The Philippine Institute of Volcanology and Seismology (Phivolcs) on Thursday appealed to the public to report any incident of theft of its volcano monitoring instruments and other equipment, after two solar panels were stolen from its station that tracks the activities of Mayon Volcano.
In a news release, Phivolcs said that the solar panels, of 150 watts each, were discovered to be missing by personnel of the Mayon Volcano Observatory during their routine inspection and preventive maintenance service in the Mayon Rest House on Wednesday.
The station was within the volcano’s 6-kilometer permanent danger zone.
Monitoring gap
Without the solar panels, there was no power supply and therefore no data was transmitted from the station, which hosts instruments for earthquake monitoring and continuous global positioning system (GPS) and tilt meter.
Maria Antonia Bornas, chief of Phivolcs’ volcano monitoring and eruption prediction division, said the incident has resulted in a gap in the monitoring of the country’s most active volcano, which has been on alert level 2 since 2018.“The continuous GPS and tilt data, which monitor ground deformation from this station … is very crucial,” she said in an interview on Thursday.
“The resulting data gaps pose major problems when we want to model the data to see the volume of magma causing the ground deformation,” Bornas added.
She said all of Phivolcs’ monitoring stations are autonomous and solar-powered since the late 1990s because they are positioned in remote areas on the volcanoes.
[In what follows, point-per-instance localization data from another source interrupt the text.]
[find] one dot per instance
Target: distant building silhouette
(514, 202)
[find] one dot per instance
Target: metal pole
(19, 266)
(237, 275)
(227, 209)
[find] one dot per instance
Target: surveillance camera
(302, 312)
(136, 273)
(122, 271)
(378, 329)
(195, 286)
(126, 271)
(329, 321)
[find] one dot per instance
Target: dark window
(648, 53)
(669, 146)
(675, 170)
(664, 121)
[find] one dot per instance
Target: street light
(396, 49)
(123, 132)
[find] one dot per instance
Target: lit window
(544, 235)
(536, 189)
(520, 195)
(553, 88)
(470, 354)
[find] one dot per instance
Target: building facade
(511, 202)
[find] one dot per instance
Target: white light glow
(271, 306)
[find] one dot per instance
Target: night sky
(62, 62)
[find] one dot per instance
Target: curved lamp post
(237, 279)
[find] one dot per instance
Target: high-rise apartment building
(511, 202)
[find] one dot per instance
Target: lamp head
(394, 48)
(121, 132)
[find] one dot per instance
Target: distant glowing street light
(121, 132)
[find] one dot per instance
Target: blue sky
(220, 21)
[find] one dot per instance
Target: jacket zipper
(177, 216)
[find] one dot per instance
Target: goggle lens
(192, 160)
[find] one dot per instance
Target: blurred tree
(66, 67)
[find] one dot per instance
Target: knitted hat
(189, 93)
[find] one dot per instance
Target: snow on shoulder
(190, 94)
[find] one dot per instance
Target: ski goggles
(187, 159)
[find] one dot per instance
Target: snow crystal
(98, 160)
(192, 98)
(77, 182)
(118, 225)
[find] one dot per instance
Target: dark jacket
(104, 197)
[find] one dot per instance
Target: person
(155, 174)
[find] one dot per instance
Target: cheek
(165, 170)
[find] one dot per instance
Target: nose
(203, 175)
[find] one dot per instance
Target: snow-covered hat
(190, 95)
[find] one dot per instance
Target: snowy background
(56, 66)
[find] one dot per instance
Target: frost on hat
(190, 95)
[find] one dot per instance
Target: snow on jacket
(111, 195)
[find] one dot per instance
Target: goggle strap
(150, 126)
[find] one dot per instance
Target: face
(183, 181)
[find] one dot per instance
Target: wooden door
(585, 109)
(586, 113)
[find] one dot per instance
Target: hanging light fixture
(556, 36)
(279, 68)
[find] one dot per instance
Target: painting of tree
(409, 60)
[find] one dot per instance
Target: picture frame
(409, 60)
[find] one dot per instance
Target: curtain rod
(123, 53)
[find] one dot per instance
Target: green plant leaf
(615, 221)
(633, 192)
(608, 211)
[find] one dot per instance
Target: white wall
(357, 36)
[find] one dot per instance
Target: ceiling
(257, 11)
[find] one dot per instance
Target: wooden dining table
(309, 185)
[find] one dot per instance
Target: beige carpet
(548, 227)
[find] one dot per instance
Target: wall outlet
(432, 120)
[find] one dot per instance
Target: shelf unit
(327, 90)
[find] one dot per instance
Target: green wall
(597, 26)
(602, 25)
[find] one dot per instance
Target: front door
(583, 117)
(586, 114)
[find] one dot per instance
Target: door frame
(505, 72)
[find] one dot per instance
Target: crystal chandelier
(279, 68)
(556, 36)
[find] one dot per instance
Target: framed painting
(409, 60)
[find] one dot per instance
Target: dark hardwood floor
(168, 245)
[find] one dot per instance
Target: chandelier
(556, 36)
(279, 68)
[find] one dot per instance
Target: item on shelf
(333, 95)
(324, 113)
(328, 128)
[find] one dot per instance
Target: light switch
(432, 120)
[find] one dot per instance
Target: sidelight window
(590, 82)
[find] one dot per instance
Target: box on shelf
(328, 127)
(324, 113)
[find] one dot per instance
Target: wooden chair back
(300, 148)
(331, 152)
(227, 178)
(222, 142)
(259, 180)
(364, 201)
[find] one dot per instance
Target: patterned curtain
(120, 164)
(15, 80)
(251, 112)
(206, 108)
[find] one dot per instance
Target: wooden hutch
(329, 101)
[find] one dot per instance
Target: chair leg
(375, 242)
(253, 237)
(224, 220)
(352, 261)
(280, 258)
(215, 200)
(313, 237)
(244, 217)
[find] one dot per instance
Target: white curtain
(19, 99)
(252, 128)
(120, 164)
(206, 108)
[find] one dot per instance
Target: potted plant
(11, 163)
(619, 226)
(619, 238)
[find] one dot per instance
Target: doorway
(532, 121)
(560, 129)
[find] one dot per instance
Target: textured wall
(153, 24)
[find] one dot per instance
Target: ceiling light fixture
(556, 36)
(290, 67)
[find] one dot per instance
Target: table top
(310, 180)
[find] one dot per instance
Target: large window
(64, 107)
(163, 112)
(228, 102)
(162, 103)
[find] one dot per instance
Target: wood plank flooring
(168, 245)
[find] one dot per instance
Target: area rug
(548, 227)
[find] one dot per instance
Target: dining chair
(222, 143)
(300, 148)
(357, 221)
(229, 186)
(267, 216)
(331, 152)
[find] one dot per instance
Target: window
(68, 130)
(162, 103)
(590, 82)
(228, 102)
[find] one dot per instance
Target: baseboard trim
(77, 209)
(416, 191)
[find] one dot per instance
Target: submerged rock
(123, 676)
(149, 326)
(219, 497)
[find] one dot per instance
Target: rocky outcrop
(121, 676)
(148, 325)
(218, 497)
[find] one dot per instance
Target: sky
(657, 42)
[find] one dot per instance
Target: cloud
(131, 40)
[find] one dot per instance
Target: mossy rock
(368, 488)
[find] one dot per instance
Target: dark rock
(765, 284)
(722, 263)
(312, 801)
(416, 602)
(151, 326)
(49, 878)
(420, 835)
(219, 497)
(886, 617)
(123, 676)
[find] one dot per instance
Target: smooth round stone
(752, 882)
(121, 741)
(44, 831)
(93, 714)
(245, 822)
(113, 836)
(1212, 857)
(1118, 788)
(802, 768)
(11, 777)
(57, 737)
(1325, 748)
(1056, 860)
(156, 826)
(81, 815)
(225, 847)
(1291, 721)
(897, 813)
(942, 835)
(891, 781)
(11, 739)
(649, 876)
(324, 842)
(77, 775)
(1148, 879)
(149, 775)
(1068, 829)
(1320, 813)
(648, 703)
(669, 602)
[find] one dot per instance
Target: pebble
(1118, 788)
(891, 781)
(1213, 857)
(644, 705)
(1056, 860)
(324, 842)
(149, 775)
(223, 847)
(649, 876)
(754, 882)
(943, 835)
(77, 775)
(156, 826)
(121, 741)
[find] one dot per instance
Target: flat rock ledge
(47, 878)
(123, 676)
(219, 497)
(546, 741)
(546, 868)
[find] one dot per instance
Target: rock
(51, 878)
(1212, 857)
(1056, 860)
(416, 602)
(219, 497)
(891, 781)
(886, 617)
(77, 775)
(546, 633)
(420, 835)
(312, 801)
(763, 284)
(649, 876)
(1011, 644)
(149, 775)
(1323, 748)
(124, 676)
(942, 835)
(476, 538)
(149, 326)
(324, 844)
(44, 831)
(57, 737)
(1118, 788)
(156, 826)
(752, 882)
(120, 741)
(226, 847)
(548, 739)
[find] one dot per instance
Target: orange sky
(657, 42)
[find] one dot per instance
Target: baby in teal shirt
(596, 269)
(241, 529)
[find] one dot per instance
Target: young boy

“We typically have spares … so the panels [for Mayon] will be replaced today,” Bornas said.‘Crater glow’
While one station was temporarily down, she said 10 other remote seismic stations on Mayon Volcano were still able to monitor seismic activity.
The crime was discovered on the same day when Phivolcs reported that a “crater glow” had been detected for the past two days at Mayon Volcano’s summit crater.
Likely caused by hot magmatic gases, state volcanologists said the crater glow suggests that magma, or molten rock, may be “quietly rising” toward the shallow levels of the volcano.
Theft incidents are not new to Phivolcs, despite Republic Act No. 10344, or the Risk Reduction and Preparedness Equipment Protection Act, passed in 2012, that was meant to deter such crimes.
Those found guilty of stealing similar equipment face up to 15 years in prison or a fine of at least P1 million.